Supreme Court Analysis:
1) The Apex Court upon seeing the charges against the Appellant found that the entire emphasis has been on ‘Sale’ of the Medicines or Drugs or Cosmetics under the Act.
But upon careful scrutiny of the sanction letter by the Office of the Director, Drugs Control, the Hon’ble Court exclaimed that the Appellant is a medical practitioner specializing in Dermatology and it was nowhere evident that she sold drugs or cosmetics over the counter. Instead, the Hon’ble Court gave the benefit of doubt to the Appellant saying it was possible she was distributing them to her patients in case of emergencies.
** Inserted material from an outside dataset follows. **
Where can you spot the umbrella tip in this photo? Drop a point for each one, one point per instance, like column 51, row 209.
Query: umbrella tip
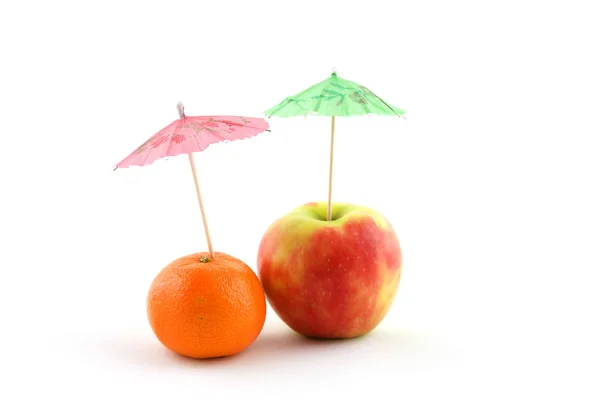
column 180, row 110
This in itself has her protected under the Act.
2) The Hon’ble Court also stated that the drugs in possession of the Appellant were of small quantities mainly falling under lotions and ointments, making them out of scope for being stocked and available for sale over the counter or as an open shop.
3) The Apex Court further pointed out that the sales bills did not match with the list of 18 drugs seized from the Appellant’s premises and produced as evidence by the Respondent.
4) It was further pointed out that the seized drugs sent for inspection to the Drugs Testing Laboratory, Tamil Nadu were of ‘standard quality’.
5) Moreover, the Apex Court while recalling the decision in Hasmukhlal D Vohra v State of Tamil Nadu, said that the criminal proceedings against the Petitioner were quashed due to a delay in proceedings. Applying the same to the present case, the Court held that the inordinate delay was not justified by the Authorities.
After considering the facts the Hon’ble Supreme Court allowed the Appeal of the Appellant and set aside the Order dated 21.06.2022 of the High Court of Madras, stating that there was non-application of mind as the High Court had failed to distinguish between a mere possession and stocking of drugs and cosmetics. The Apex Court also quashed the criminal proceedings against the Appellant in Criminal Case No. 7315 of 2018 before the Trial Court and held that the Appellant ought not to have been tried considering the likelihood of the Prosecution’s inability to prove the charges beyond all reasonable doubt.